Since the array consists of primitive unsigned integer values, I decided
not to encapsulate the values in a MaybeUninit
. As the
program does not ever use any values in the array without initializing
them, I thought it was fine to leave the field uninitialized when the
ConstLru
was created. After all, it was just a bunch of
unused random integers. However, this is UB according to miri:
error: Undefined Behavior: constructing invalid value at .value.bs_index[11]: encountered uninitialized bytes
--> /home/user/const-lru/src/lib.rs:72:13
|
72 | res.assume_init()
| ^^^^^^^^^^^^^^^^^ constructing invalid value at .value.bs_index[11]: encountered uninitialized bytes
In hindsight, this is perfectly reasonable UB, since the compiler does
not, and probably should not, treat primitive integers as a special case
for allowing uninitialized fields; imagine what would happen if instead
of a primitive integer, this was some other type with complex
Drop
behaviour like Vec
. If this wasn't UB,
the compiler will generate code that attempts to free memory at random
addresses read from the uninitialized bytes!
The fix for this UB was simple: just initialize the values.
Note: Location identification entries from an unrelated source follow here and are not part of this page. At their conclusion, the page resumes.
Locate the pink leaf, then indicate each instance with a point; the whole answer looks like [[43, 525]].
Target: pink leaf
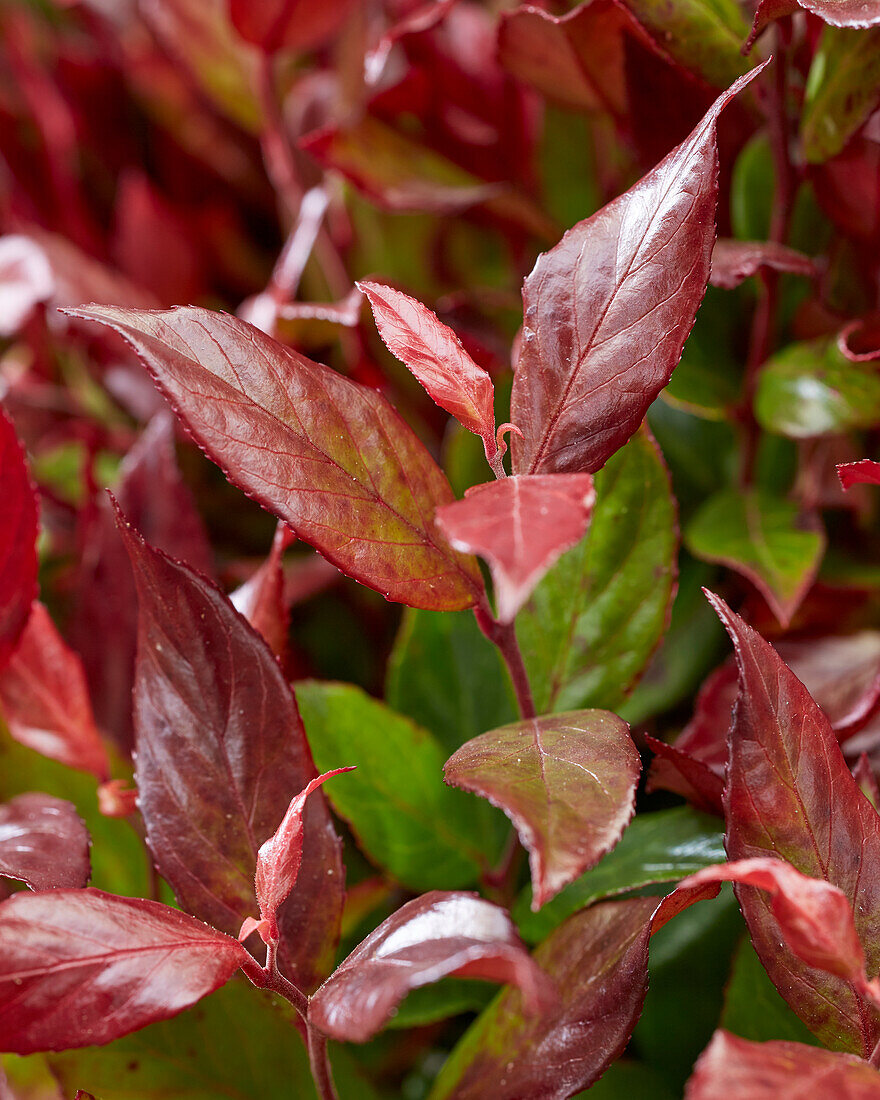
[[607, 310], [430, 937], [83, 967], [45, 701], [568, 783], [44, 843], [436, 356], [521, 526]]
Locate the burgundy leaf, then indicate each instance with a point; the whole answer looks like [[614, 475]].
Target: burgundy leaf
[[521, 526], [18, 539], [220, 749], [607, 310], [734, 1068], [568, 783], [44, 843], [328, 455], [431, 937], [45, 700], [598, 959], [735, 261], [281, 857], [436, 356], [790, 794], [83, 967], [864, 472]]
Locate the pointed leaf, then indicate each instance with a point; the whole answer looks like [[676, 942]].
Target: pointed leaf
[[45, 701], [436, 356], [594, 620], [733, 1068], [44, 843], [607, 310], [334, 460], [429, 938], [220, 748], [83, 967], [790, 794], [18, 539], [598, 960], [568, 783], [766, 539], [521, 526]]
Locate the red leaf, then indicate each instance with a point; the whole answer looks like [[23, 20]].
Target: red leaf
[[521, 526], [790, 794], [279, 858], [608, 309], [219, 749], [44, 843], [45, 701], [436, 356], [864, 472], [568, 783], [83, 967], [328, 455], [733, 1068], [18, 539], [430, 937], [735, 261], [598, 959]]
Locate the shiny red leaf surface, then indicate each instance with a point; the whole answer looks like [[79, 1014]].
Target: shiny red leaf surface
[[598, 959], [431, 937], [328, 455], [220, 750], [45, 700], [436, 356], [521, 526], [607, 310], [18, 539], [568, 783], [735, 261], [790, 794], [44, 843], [83, 967], [734, 1068]]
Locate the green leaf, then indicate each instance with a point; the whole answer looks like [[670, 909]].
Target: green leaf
[[766, 539], [752, 1007], [660, 847], [446, 675], [594, 620], [812, 388], [842, 90], [425, 834]]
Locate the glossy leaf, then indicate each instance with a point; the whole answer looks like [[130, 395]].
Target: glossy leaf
[[784, 772], [81, 967], [45, 700], [607, 310], [44, 843], [521, 526], [568, 783], [733, 1068], [735, 261], [220, 750], [664, 846], [334, 460], [18, 539], [430, 937], [766, 539], [594, 620], [598, 960], [420, 832], [436, 356]]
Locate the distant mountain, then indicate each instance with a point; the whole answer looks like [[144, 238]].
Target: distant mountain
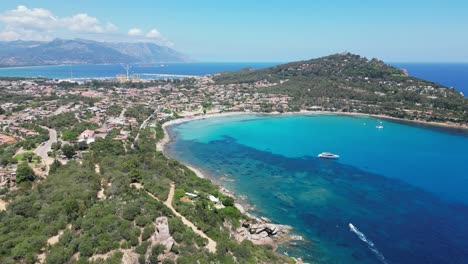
[[347, 82], [81, 51]]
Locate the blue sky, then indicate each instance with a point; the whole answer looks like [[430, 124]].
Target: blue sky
[[241, 30]]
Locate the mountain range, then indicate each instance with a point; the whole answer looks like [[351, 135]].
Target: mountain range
[[82, 51], [347, 82]]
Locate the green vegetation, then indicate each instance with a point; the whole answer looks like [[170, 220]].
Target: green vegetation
[[140, 112], [24, 173], [73, 133], [68, 197]]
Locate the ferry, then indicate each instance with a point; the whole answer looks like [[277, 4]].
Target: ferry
[[328, 155]]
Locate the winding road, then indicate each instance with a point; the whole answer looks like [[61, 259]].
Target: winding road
[[45, 147], [211, 246]]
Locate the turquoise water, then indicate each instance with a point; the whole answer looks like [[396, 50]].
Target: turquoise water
[[403, 188]]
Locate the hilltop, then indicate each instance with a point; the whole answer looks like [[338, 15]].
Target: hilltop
[[347, 82], [82, 51]]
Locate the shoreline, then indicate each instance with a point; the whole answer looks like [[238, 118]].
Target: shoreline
[[240, 203]]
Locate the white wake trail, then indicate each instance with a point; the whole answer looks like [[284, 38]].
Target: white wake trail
[[369, 243]]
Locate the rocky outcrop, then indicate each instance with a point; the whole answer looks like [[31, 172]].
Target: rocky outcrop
[[262, 232], [162, 236], [129, 257]]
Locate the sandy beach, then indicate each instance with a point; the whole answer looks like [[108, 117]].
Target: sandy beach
[[161, 144], [3, 205]]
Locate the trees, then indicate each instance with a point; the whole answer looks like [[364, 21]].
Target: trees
[[24, 173], [55, 166]]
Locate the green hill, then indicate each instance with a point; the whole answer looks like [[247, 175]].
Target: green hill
[[350, 83]]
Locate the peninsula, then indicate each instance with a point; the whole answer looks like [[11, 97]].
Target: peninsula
[[82, 180]]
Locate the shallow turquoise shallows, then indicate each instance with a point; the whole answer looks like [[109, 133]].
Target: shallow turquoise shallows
[[397, 194]]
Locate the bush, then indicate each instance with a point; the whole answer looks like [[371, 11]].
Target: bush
[[142, 220], [24, 173]]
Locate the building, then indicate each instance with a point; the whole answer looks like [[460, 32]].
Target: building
[[4, 139]]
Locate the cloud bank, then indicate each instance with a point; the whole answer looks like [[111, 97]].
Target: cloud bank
[[40, 24]]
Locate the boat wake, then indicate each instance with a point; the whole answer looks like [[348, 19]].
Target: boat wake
[[369, 243]]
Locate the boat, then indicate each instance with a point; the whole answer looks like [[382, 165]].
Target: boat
[[328, 155]]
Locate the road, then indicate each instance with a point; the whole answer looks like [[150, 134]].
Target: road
[[143, 126], [211, 246], [45, 147]]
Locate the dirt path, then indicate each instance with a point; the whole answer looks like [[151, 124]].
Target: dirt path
[[211, 243], [100, 194]]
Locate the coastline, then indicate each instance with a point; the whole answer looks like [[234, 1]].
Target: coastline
[[240, 203]]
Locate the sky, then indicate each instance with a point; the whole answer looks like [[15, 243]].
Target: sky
[[257, 31]]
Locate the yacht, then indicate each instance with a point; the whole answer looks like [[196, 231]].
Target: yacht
[[328, 155]]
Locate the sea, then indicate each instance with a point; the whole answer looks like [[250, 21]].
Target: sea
[[449, 74], [397, 194]]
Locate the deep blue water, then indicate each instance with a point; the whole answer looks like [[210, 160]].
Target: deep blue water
[[403, 188], [449, 74]]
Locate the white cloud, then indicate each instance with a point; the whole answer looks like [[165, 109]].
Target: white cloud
[[86, 23], [41, 24], [154, 33], [9, 35], [135, 32], [36, 19]]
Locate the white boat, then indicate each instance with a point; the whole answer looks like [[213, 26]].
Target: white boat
[[328, 155]]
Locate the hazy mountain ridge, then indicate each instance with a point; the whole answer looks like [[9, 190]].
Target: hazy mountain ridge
[[81, 51], [347, 82]]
Though this does introduce some overhead at initialization.
&array[i]
and &mut array[i]
only borrows the
single i-th element of the array
The above statement sounds obvious, so how can it result in UB? Well,
what if you wanted to use ptr::copy()
to shift an array by
1 element, like in Vec::remove()
?
// shift everything between [bs_i, len) right
let bs_i_ptr: *mut I = &mut self.bs_index[bs_i];
unsafe {
ptr::copy(bs_i_ptr, bs_i_ptr.add(1), len - bs_i);
}
bs_i_ptr
only mutably borrows
self.bs_index[bs_i]
. However, the
ptr::copy()
is attempting to mutate not
self.bs_index[bs_i]
but
self.bs_index[bs_i+1..len+1]
instead! miri catches this:
error: Undefined Behavior: attempting a write access using <154249> at alloc50498[0x1c], but that tag does not exist in the borrow stack for this location
--> /home/user/const-lru/src/lib.rs:348:17
|
348 | ptr::copy(bs_i_ptr, bs_i_ptr.add(1), l - bs_i);
| ^^^^^^^^^^^^^^^^^^^^^^^^^^^^^^^^^^^^^^^^^^^^^^
| |
| attempting a write access using <154249> at alloc50498[0x1c], but that tag does not exist in the borrow stack for this location
| this error occurs as part of an access at alloc50498[0x1c..0x1d]
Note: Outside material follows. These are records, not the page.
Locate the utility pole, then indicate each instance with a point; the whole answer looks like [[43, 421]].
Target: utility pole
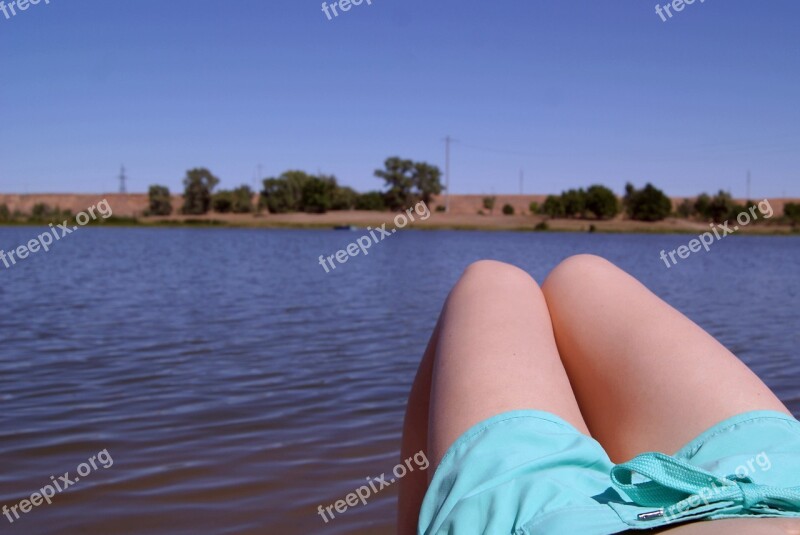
[[122, 179], [748, 185], [447, 174]]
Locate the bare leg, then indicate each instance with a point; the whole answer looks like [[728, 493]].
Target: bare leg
[[493, 352], [646, 377], [415, 439]]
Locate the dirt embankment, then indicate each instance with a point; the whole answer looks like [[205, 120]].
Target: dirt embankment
[[463, 214]]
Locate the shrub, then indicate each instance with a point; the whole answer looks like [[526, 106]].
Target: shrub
[[647, 204], [685, 209], [721, 208], [160, 200], [553, 206], [601, 202], [791, 211], [344, 198], [372, 200], [574, 201], [198, 185], [488, 203]]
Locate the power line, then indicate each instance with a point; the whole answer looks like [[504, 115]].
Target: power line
[[122, 179]]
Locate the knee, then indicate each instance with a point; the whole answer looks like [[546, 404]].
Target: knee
[[485, 272], [576, 269]]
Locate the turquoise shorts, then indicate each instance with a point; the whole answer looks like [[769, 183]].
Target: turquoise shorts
[[531, 472]]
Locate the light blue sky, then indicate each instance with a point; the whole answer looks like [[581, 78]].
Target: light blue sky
[[576, 92]]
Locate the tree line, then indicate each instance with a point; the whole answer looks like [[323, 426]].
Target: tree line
[[646, 204], [406, 182]]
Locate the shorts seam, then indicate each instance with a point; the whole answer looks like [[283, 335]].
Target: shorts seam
[[691, 448], [487, 424]]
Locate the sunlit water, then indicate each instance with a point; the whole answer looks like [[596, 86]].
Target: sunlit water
[[237, 386]]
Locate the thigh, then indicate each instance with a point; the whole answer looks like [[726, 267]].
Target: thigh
[[495, 352], [646, 377]]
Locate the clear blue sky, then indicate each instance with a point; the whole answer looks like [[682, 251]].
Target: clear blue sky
[[575, 92]]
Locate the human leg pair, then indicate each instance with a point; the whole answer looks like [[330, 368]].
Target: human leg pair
[[592, 346]]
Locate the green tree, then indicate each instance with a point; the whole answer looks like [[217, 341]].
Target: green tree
[[685, 209], [791, 211], [489, 202], [408, 182], [222, 201], [427, 181], [344, 198], [198, 185], [574, 201], [601, 202], [722, 207], [647, 204], [285, 193], [160, 200], [371, 200], [242, 199], [317, 194], [701, 205], [553, 206]]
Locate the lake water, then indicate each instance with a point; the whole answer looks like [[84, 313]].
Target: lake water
[[237, 386]]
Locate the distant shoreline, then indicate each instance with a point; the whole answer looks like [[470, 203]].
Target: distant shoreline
[[128, 211], [436, 221]]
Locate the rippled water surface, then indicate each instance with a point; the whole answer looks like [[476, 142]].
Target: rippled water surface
[[237, 386]]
Admittedly, this is not immediately obvious since the multiple writes
are somewhat obscured by the ptr::copy()
call. I only
understood the miri error message after chancing upon
this rust forum post
The "fix" for this UB wasn't really a fix. Since
ptr::copy()
is inherently an unsafe function, it makes
sense to just express the procedure using fully unsafe types, i.e.
pointers instead of references:
// shift everything between [bs_i, len) right
unsafe {
let bs_i_ptr = self.bs_index.as_mut_ptr().add(bs_i);
ptr::copy(bs_i_ptr, bs_i_ptr.add(1), len - bs_i);
}
Conclusion
Rust is a safe language but unsafe rust is a totally different beast. Undefined behaviour abounds when you're dealing with raw pointers and uninitialized memory, but somebody has to do it to create the nice safe APIs. Luckily, miri makes avoiding unintentional UB a lot easier.